Kjeld Schmiegelow, Olle Björk, Anders Glomstein, Göran Gustafsson, Niels Keiding, Jon Kristinsson, Anne Mäkipernaa, Susanne Rosthøj, Carol Szumlanski, Tine M Sørensen, Richard Weinshilboum

From the Departments of Pediatrics and of Biostatistics, The University Hospital and The University of Copenhagen, Denmark; The Karolinska Institute, Stockholm, Sweden; The National University Hospital, Oslo, Norway; The National Hospital, Reykjavik, Iceland; The University Hospital, Tampere, Finland; and The Mayo Medical School, Rochester, MN, on behalf of the Nordic Society of Paediatric Haematology and Oncology (NOPHO).

Address reprint requests to Kjeld Schmiegelow, PhD, Section of Clinical Hematology and Oncology, The Pediatric Clinic II, The Juliane Marie Center, The University Hospital, H:S Rigshospitalet, Blegdamsvej 9, DK-2100 Copenhagen, Denmark; email: kschmiegelow{at}rh.dk.

Purpose: Thioguanine nucleotides (TGNs) mediate the cytotoxicity of mercaptopurine (MP). Methylated MP metabolites (formed by thiopurine methyltransferase [TPMT]) and methotrexate (MTX) polyglutamates can inhibit de novo purine synthesis. We explored whether dose adjustment of MP and MTX by erythrocyte (E) levels of TGN and MTX (including polyglutamates) could improve outcome in childhood acute lymphoblastic leukemia (ALL).

Patients and Methods: A total of 538 children with ALL were randomly assigned to have their oral MP/MTX maintenance therapy adjusted by white cell counts (WBC), E-TGN, and E-MTX (pharmacology group), or by WBC only (control group).

Results: After a median follow-up of 7.8 years, 79 patients had relapsed. Cox regression analysis showed an increased risk of relapse for boys (P = .00003), high WBC at diagnosis (P = .03), pharmacology arm (6.6 times increased relapse hazard for girls), high TPMT activity (P = .002), and high average neutrophil counts during maintenance therapy (P = .0009), with a significant interaction between sex and randomization group (P = .0007). For girls, the relapse risk was 5% in the control group and 19% in the pharmacology group (P = .001) because of an increased relapse hazard during the first year after cessation of therapy. TPMT activity was the most significant predictor of relapses among girls in the pharmacology arm (P < .0001). Overall, the TPMT activity was higher for patients who relapsed after cessation of therapy compared with those who stayed in remission (girls 19.5 v 17.4 U/mL, P = .03; boys 19.3 v 18.0 U/mL, P = .04).

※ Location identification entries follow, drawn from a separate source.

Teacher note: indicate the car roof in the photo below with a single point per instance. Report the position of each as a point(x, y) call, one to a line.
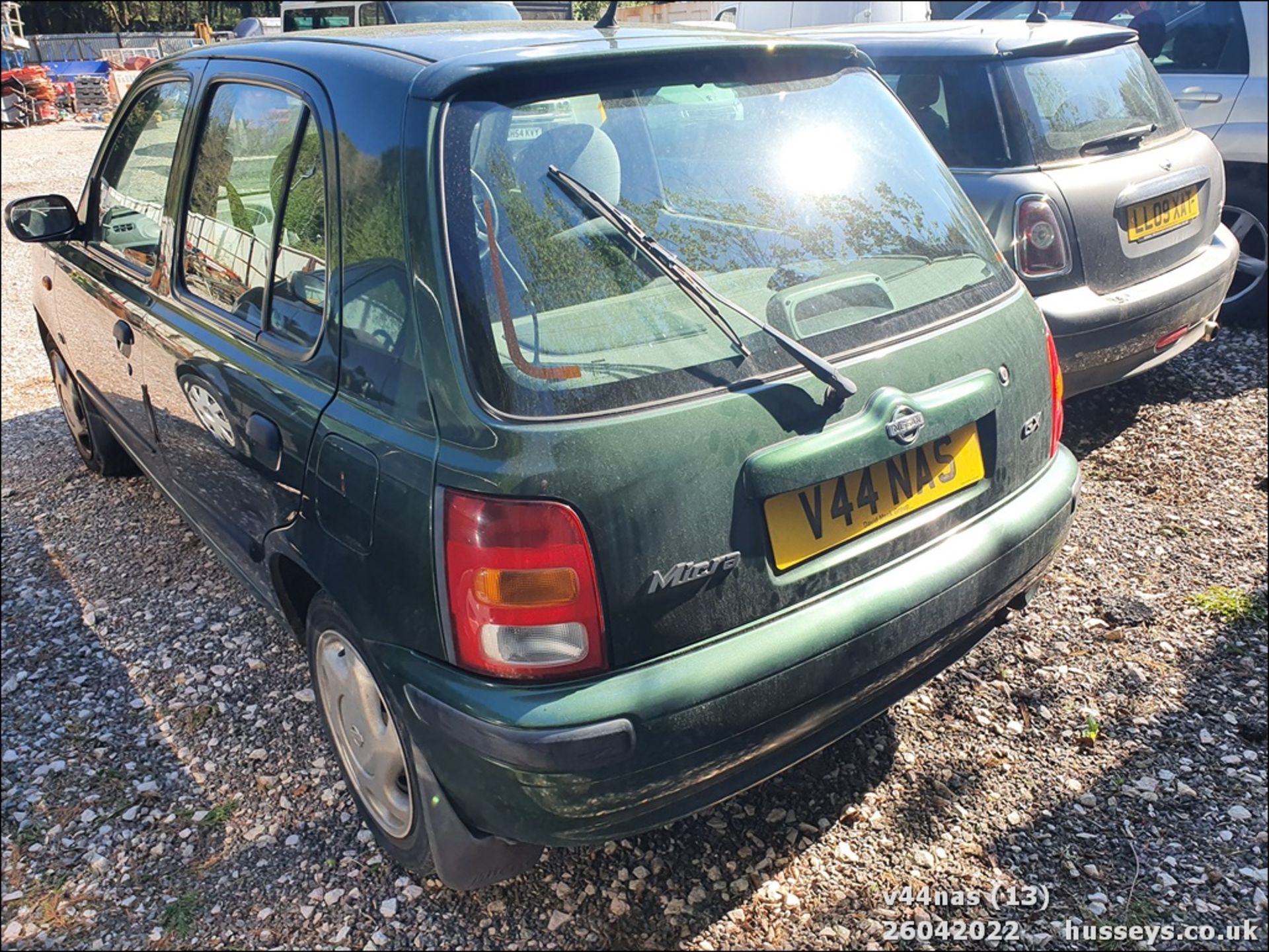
point(495, 40)
point(974, 38)
point(457, 52)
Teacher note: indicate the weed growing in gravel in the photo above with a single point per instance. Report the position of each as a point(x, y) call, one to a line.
point(1092, 728)
point(178, 916)
point(220, 814)
point(1231, 605)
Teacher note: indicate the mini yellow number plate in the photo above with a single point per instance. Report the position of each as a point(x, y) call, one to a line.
point(1161, 215)
point(805, 523)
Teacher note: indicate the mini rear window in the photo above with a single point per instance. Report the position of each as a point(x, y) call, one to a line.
point(783, 196)
point(1067, 103)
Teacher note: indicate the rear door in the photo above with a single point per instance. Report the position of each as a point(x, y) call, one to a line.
point(106, 285)
point(247, 363)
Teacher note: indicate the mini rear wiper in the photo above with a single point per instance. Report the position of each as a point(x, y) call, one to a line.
point(699, 292)
point(1135, 133)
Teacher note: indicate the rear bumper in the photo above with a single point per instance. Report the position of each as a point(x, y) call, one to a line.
point(638, 749)
point(1107, 338)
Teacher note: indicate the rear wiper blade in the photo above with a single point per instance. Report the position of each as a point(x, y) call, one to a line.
point(699, 292)
point(666, 263)
point(1137, 132)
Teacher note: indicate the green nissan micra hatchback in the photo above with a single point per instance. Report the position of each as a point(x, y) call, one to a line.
point(619, 416)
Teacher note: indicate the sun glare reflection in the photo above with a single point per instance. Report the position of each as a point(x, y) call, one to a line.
point(816, 161)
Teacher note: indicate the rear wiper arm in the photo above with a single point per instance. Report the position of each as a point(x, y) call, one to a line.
point(1137, 132)
point(699, 292)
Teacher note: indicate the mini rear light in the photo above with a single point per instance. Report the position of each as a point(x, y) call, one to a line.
point(522, 589)
point(1056, 392)
point(1040, 238)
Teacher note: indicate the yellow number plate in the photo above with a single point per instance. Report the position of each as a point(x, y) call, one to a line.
point(1161, 215)
point(806, 523)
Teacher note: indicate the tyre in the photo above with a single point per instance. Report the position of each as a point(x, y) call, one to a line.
point(96, 445)
point(1245, 216)
point(371, 745)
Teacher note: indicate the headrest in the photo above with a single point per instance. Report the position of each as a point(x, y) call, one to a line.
point(919, 89)
point(582, 151)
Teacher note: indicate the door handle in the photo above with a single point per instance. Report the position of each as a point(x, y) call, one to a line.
point(1193, 94)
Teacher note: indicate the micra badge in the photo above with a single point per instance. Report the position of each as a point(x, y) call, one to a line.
point(692, 572)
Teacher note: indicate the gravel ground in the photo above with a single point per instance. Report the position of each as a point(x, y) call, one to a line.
point(165, 782)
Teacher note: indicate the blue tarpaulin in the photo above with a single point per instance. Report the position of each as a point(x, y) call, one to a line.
point(65, 70)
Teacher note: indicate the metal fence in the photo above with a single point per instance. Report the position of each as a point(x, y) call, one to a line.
point(46, 47)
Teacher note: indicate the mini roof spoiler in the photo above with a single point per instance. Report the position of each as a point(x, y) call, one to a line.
point(1037, 44)
point(496, 73)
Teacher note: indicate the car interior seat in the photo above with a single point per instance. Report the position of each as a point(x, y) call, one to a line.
point(919, 93)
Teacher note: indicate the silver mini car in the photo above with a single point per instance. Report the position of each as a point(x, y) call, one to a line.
point(1073, 151)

Conclusion: Adding pharmacologically guided treatment intensification to dose adjustments by blood counts may not be warranted for girls, whereas new approaches to optimize maintenance therapy are needed for boys.

Supported by The Carl and Ellen Hertz Foundation, The Children’s Cancer Foundation of Sweden (grant nos. 53/91, 62/94, 72/96, 98/59), The Danish Cancer Society (grant nos. 91–048, 92–017, 93–017, 95–100-28), The JPC Foundation, The Lundbeck Foundation (grant no. 38/99), The Minister Erna Hamilton Foundation, The Nordic Cancer Union (grant nos. 56–9257, 56–100-03–9102), and the United States National Institutes of Health (grant nos. RO1-GM28157, RO1-GM35720).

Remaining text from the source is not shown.